OK, if you are really cocky, what happens with this sequence:

  make
  touch clean
  make clean

Makefile Definitions

You can make definitions in the makefile, for the same reason you would make C preprocessor definitions (#define) in a C++ program. In the sample makefile, which C/C++ compiler to use is defined in the line
CC = g++
which compiler options to use in
OPTS = -O3 -Wall
which additional libraries to link in
LIBS = -lrt
and any required include file paths in
INC = -I/usr/include
When specifying how to compile the codes, the strings
$(CC) $(OPTS) $(INC) -c
are translated into the Unix command
g++ -O3 -Wall -I/usr/include -c 
The -c part says compile and create a .o file, but don't yet try linking everything together in an executable. That is done in the stanza that says how to create the executable file named "time_example". You can define anything you want, but note
  1. Although you do not have to do so, it is best to make the things you define in all capitals, so they can be spotted easier.
  2. To use a defined quantity it must be proceeded by a dollar sign and enclosed in parentheses. Using $OPTS above would have failed.

Even for the small timing example, a makefile is not overkill: it is far easier to just type "make" a year from now, than it is a year or 10 from now to try to figure out what mystic invocation will compile the code you wrote. Using definitions also is a big help, even for programs with just a few files. Changing to a different compiler should just involve changing the definition in one place, instead hunting it down dozens of occurrences of "g++" and having to change them to "icc" or "xlc".

Makefile Substitution Rules

OK, you really don't want to know this. Instead of having to specify (with two lines for each file) how to compile all 4000 functions that comprise your MegaBlaster program, you can give a suffix rule. For example,
.C.o:
        $(CC) -c $(CCFLAGS) $<
says that every file with a suffix of ".C" should have a corresponding object file with suffix ".o" created, and the way to do that is to apply the command
cxx -c -O3 -check
on every file with suffix ".C". The " < " expands to allow this to be carried out for all files in the current directory with the corresponding suffix.

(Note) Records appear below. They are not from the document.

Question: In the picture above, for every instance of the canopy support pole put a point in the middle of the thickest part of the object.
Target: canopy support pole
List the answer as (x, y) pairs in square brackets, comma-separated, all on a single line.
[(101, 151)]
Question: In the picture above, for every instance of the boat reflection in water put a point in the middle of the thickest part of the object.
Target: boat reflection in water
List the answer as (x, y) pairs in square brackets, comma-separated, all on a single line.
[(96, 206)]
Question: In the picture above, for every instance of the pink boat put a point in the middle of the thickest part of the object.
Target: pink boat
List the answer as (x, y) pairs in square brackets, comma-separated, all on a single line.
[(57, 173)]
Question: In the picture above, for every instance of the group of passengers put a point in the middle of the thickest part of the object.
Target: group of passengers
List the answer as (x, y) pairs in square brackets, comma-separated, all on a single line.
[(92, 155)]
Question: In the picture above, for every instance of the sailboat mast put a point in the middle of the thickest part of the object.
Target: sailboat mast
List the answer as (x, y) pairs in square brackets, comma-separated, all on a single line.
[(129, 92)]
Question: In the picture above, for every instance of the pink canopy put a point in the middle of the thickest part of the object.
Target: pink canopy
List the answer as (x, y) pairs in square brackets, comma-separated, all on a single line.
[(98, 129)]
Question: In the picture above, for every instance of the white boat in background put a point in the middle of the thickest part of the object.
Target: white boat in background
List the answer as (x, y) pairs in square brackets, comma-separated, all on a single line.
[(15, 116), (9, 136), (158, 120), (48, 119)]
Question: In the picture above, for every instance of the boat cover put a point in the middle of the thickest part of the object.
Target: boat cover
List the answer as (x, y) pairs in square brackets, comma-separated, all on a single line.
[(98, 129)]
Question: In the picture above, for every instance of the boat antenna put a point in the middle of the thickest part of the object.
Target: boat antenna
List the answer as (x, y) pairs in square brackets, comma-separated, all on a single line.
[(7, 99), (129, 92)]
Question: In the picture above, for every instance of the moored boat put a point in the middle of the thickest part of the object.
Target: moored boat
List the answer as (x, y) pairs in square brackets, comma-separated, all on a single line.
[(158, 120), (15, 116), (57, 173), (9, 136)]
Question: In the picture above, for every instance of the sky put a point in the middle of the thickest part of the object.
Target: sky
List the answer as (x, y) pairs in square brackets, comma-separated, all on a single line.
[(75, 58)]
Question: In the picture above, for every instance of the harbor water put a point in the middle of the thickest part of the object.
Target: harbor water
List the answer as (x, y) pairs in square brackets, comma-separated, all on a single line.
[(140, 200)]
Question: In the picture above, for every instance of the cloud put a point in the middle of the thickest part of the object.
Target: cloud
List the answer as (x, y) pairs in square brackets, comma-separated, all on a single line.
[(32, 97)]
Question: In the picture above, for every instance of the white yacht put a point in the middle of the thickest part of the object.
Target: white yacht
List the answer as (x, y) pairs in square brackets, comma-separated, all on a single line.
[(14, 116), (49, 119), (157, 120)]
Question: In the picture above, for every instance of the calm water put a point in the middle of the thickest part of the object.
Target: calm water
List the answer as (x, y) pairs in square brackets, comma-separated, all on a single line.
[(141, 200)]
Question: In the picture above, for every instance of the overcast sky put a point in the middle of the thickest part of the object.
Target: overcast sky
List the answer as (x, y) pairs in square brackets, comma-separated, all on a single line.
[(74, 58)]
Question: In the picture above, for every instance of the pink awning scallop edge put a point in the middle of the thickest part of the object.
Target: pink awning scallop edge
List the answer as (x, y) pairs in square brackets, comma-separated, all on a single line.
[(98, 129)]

How to REALLY Use Makefiles

Nobody in their right mind ever writes a makefile from scratch. Instead, we just copy one over from someone else or from another project, and edit it to handle the current project.

More Makefile Madness

Many people in scientific computing use makefiles for working on a paper using Latex - each section is put into a different file, and each is put into a makefile stanza. This is especially helpful if the paper is being jointly authored with multiple people working on it at the same time. But then version controls systems like CVS or SVN become vital, another tool anyone doing coding work in any area should learn.